2 Bunches Kale (I’m not partial, whatever kind is freshest) with large vein removed
1/2 head purple cabbage
1/2 head green cabbage
6 – 8 Carrots
1 Cup Veganaise (I use the soy free one)
1 TBSP Curry Powder (plus more for fine tuning your own)
1 tsp Nutmeg
1 tsp Cinnamon
1/2 tsp salt (optional)
1 – 2 tsp black pepper (and more to taste)
1 bag (about a cup) of dried cranberries (the more the better in my opinion)
2 TBSP Braggs Apple Cider Vinegar
2 TBSP fresh oregano
2 TBSP or more fresh Cilantro
1 TBSP fresh Thyme
1/2 Cup Hemp hearts, chopped walnuts or raw cashews
In a food processor shred the organic kale and cabbage.
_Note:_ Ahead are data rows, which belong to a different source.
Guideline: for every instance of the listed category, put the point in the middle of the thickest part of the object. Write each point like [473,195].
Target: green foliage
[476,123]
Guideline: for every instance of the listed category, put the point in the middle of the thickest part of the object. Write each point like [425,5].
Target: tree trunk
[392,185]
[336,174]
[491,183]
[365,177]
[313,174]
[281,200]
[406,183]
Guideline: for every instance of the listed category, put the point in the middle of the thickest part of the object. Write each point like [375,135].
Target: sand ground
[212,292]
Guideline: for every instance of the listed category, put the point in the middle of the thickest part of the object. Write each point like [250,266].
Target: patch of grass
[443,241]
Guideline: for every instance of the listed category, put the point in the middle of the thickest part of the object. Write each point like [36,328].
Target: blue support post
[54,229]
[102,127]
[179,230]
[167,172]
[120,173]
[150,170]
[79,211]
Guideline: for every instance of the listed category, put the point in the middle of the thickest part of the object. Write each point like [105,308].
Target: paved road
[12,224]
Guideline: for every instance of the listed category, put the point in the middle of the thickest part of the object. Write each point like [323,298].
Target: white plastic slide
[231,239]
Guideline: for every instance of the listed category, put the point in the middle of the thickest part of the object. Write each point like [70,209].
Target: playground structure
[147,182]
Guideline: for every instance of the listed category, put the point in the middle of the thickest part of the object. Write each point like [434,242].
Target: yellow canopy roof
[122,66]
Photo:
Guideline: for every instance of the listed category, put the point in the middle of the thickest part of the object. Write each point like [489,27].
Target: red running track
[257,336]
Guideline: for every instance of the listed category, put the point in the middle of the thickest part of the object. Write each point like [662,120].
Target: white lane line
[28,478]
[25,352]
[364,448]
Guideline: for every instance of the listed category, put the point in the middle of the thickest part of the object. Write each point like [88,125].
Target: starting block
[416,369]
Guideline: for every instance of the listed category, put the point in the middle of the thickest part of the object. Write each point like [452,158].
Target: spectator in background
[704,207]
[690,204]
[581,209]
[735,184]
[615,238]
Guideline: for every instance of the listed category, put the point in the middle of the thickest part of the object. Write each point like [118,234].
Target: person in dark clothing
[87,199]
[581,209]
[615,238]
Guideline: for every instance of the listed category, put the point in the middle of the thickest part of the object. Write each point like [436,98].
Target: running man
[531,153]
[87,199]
Change the blade to the grater and grate carrots.
In a separate small bowl put veganaise and spices and mix well. You can taste your dressing and add more to it or wait until you have mixed it with you kale mix.
It is an art to mix this together because you have so much fresh shredded stuff but keep going nice and slow until the veganaise mixture is evenly shared with the greens. Add your apple cider vinegar and mix well.
What I look for as far as taste goes I want to know what I’m eating so I like to taste my greens and I to blend well with the curry and other spices. It usually takes me a few extra shakes of curry and nutmeg and I will always add a bit more apple cider vinegar because I could drink the stuff (in fact I do, mixed with water!) and then I put it in the ref. for at least 30 minutes to let the juices flow together.
I use it with everything in sandwiches, on salads, as a side dish and often as a mid day snack all by itself; its very versatile and healthy.
The brain healthy spices in this slaw are: cinnamon, oregano, thyme, curry
Carrots and cranberries are on the list of the 50 best brain foods.
You will also receive a boost in protein since kale packs quite a protein punch! Hope you enjoy this and will make it your own in time.
As with all posts Eat, Heal and LIVE with Jennifer!